Автобуса на Уш долго не было, потом долго не было автобуса на станции в Уше, и я приехал к себе уже в девятом часу, весь взопревший в автобусной толкучке, разбитый, будто отработал целую смену, копая землю.
Мефодий был дома. Следы его остались в виде взлезших одна на другую сандалий посреди комнаты, еще горячего чайника на столе, недопитого стакана с чаем и надкусанной булки. Кличку Мефодий, приклеенную к нему, я получил уже в готовом виде, вообще же я назвал бы его, в иронической интерпретации этого слова, Дворником: где бы он ни появился, что бы ни делал, через какое-то недолгое время вокруг него возникает хаос, беспорядок, начинает накапливаться мусор, грязь… Полы в комнате, видно невооруженным глазом, ни разу не мыты за три почти недели моего отсутствия, и в шкафу, наверно, завал грязной посуды. А почему Мефодий, кстати, – неизвестно. Но неважно все это в конце концов, меня, я слышал, зовут Митрополитом – с чего вдруг? Живем вдвоем, а не вчетвером и не вшестером – это и главное.
Я переобулся в шлепанцы, достал из чемодана полотенце и пошел в душевую. Но едва я успел встать под душ, как из предбанника раздался истошный вопль:
– Виталька! Вылегжанин Виталька, ты здесь?
– Чего? – выступил я из кабинки в проход.
– Чего! – с укоризной закричал Мефодий, увидев меня, его красное широкое лицо с белесыми бровями полыхало негодованием. – Записку мою не видел, что ли?
– Какую записку? – Шлепая по бегущей из кабинок к сливу воде, я пошел к порогу душевой. – Привет, во-первых, начальник. Три недели не виделись. На бригадира своего тоже так орешь?
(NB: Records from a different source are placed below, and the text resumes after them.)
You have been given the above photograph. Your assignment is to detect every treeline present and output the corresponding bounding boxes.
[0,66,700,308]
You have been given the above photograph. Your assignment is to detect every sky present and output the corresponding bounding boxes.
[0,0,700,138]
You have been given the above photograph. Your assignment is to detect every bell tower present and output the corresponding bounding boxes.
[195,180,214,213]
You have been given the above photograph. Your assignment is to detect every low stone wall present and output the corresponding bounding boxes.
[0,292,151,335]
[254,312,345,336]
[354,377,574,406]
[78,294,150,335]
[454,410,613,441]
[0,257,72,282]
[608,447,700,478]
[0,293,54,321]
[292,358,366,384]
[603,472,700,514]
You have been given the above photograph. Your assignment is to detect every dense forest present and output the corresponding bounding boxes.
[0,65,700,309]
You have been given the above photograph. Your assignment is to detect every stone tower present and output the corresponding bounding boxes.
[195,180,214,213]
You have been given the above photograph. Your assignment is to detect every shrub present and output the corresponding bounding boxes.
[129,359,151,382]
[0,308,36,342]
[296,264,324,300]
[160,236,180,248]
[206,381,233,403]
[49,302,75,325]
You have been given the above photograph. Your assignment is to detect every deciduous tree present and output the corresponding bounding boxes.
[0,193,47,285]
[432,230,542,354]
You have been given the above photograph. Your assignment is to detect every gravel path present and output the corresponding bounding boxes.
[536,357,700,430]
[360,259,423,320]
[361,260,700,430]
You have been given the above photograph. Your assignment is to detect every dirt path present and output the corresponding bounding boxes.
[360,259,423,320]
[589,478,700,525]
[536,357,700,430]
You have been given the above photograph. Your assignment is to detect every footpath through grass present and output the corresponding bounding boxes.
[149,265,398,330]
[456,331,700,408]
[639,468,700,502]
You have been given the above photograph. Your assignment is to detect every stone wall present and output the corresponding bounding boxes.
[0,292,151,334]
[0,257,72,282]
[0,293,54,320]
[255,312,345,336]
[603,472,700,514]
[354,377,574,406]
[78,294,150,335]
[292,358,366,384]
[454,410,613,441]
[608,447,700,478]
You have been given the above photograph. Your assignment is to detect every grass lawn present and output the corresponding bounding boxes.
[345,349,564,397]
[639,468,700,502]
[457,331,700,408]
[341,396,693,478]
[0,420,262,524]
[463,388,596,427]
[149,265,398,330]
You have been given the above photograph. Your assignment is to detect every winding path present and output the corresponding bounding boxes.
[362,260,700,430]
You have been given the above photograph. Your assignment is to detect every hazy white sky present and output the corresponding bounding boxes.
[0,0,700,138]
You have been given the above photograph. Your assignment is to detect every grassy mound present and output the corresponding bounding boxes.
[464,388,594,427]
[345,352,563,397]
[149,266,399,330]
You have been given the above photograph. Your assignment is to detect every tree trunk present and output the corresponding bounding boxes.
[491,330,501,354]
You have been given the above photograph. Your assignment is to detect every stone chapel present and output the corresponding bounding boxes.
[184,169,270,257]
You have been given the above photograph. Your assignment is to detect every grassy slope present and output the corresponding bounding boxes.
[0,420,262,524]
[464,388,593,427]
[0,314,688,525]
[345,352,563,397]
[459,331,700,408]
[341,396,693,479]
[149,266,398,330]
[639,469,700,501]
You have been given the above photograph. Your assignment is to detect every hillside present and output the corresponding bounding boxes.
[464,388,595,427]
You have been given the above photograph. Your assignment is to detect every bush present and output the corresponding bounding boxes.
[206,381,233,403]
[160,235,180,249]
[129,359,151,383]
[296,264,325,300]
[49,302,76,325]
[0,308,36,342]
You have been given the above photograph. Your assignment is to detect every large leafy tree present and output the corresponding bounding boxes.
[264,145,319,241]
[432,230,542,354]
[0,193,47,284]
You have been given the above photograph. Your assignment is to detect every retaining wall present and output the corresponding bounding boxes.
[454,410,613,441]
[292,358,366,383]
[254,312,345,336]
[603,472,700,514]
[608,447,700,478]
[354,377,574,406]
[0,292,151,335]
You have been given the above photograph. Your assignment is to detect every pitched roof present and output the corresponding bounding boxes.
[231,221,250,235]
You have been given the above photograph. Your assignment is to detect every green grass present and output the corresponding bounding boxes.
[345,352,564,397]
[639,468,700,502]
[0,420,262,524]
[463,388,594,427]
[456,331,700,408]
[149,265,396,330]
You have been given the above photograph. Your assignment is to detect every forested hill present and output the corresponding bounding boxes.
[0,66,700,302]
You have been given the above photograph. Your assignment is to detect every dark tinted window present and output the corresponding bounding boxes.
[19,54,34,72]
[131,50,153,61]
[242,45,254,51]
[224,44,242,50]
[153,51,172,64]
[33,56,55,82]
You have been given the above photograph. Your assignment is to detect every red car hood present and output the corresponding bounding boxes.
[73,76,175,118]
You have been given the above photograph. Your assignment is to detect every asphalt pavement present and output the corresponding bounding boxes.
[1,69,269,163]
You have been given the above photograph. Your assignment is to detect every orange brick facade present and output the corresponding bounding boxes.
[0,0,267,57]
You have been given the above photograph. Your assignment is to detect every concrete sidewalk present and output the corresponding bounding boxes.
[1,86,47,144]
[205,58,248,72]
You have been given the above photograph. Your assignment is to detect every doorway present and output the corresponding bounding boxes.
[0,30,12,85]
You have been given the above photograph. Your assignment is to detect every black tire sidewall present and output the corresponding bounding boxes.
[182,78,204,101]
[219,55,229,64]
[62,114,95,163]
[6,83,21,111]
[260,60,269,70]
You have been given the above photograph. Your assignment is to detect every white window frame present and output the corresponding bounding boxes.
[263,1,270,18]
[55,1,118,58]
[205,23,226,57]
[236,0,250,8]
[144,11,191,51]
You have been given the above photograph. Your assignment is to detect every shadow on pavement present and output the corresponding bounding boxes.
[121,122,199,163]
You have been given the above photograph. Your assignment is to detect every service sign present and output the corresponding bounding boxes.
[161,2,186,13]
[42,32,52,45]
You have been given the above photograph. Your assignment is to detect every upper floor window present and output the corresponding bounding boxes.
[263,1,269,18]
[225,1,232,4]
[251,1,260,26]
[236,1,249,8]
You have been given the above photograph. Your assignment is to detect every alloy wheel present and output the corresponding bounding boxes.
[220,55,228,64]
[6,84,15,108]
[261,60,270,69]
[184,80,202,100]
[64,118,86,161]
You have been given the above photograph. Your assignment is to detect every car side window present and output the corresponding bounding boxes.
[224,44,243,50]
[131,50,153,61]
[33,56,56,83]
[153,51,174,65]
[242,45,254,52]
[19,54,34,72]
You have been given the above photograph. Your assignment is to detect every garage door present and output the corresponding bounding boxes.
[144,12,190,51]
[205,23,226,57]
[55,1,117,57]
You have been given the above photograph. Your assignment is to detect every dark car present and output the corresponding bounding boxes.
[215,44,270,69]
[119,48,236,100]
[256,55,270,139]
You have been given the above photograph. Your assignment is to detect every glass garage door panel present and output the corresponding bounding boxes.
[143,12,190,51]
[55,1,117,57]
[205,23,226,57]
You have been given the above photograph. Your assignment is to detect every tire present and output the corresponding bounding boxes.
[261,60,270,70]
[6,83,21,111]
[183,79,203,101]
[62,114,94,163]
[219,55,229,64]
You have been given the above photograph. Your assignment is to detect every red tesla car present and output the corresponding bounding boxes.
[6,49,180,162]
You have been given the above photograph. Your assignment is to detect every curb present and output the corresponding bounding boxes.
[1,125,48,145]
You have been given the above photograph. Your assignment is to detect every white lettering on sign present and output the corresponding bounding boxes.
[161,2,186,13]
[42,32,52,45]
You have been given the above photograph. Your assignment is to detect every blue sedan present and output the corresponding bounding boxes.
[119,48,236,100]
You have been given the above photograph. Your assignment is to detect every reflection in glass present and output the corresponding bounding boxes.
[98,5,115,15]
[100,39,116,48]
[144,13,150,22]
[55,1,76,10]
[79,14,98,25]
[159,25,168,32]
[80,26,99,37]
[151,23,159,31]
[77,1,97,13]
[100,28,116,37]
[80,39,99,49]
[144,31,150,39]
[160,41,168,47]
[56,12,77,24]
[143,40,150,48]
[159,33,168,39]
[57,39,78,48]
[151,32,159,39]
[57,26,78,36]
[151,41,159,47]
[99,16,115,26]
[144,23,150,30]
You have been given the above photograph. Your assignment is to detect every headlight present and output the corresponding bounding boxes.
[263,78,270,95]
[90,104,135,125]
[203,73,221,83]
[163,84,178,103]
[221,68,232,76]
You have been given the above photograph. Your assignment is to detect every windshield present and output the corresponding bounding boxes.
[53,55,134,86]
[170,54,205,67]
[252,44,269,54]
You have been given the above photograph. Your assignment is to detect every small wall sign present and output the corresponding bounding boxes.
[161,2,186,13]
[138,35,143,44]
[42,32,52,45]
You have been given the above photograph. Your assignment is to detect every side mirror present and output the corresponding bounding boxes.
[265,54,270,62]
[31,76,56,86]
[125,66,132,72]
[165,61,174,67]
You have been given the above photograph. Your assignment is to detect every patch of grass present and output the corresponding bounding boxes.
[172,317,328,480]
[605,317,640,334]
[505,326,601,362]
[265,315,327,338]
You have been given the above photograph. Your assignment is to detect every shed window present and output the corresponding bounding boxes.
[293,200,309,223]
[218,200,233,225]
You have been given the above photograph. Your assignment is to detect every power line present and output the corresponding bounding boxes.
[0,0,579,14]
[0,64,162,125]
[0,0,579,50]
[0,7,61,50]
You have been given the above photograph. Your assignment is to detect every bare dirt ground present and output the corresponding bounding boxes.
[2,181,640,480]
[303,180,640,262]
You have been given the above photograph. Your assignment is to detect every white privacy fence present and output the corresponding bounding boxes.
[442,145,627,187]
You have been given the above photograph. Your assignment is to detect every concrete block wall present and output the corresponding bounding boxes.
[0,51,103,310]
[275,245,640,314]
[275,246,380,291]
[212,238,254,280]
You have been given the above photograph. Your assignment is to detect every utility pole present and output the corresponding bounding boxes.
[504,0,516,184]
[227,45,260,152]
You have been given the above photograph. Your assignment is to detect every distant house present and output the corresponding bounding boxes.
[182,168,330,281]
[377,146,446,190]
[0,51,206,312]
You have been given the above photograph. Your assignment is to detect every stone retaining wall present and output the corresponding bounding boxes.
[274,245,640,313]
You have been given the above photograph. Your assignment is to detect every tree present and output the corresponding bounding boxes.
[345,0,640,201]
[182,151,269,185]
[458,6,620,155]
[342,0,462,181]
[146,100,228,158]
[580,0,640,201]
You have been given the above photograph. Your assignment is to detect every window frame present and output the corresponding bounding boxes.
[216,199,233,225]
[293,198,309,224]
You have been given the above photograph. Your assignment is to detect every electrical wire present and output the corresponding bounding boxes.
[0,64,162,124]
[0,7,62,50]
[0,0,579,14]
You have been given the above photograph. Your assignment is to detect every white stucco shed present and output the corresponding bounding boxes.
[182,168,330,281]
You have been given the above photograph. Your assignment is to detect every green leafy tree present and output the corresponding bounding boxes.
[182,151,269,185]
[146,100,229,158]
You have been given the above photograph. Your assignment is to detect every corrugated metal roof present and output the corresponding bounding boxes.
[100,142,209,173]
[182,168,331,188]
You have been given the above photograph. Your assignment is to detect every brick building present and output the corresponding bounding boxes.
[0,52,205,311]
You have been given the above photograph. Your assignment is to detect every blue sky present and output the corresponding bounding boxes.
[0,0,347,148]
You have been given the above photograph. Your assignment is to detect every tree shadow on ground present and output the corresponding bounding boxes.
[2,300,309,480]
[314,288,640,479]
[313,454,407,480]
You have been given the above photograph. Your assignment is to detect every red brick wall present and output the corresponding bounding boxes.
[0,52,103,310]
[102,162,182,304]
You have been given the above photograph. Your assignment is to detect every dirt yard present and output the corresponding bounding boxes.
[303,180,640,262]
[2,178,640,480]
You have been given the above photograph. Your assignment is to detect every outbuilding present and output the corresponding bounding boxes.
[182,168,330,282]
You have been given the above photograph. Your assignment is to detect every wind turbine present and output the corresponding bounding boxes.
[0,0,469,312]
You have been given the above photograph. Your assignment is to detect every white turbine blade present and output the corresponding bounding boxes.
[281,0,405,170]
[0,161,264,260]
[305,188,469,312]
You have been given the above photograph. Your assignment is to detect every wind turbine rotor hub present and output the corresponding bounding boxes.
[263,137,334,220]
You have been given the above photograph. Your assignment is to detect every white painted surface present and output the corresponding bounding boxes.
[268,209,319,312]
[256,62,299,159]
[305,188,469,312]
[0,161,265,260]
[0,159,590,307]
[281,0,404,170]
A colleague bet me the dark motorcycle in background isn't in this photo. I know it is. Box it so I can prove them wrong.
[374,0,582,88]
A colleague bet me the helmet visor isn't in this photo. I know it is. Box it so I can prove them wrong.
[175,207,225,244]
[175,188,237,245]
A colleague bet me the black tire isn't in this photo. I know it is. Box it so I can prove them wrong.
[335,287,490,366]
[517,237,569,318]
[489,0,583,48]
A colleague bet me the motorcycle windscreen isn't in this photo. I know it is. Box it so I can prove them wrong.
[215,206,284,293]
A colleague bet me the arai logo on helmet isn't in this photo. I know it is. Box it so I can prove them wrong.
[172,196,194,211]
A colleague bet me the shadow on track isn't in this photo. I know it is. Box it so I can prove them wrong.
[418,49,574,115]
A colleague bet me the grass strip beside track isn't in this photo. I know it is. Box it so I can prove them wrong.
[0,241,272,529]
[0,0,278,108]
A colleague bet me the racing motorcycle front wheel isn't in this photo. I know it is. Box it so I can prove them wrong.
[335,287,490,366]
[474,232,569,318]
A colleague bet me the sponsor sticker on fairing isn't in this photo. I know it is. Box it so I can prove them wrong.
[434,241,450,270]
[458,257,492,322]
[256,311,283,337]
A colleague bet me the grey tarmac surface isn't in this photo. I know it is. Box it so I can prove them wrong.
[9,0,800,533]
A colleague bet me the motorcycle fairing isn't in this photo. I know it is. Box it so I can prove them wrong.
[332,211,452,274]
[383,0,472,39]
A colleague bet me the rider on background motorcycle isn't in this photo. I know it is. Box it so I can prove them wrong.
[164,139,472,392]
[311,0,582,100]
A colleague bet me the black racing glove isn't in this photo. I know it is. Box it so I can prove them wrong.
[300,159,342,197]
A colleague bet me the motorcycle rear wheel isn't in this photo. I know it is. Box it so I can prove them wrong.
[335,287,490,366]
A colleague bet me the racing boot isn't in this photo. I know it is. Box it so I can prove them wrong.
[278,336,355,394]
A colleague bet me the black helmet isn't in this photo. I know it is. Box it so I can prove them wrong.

– Привет, – спуская немного пар, сказал Мефодий. – На него поорешь… ра-бочий! Записку на столе – утром положил, на смену уходя!
Я вспомнил, что на столе и в самом деле валялся какой-то клочок бумаги, взгляд мой утром, когда приехал, все натыкался и натыкался на него, но я и не подумал, что это записка.
– А что там такое? – спросил я.
– Чего! – с прежней укоризной выговорил Мефодий. – Давай вылезай, хватит воду переводить. Папаша твой приехал, неделю уж здесь живет, ждет тебя из отпуска.
– Отец? – не поверив, переспросил я. – С какой это стати?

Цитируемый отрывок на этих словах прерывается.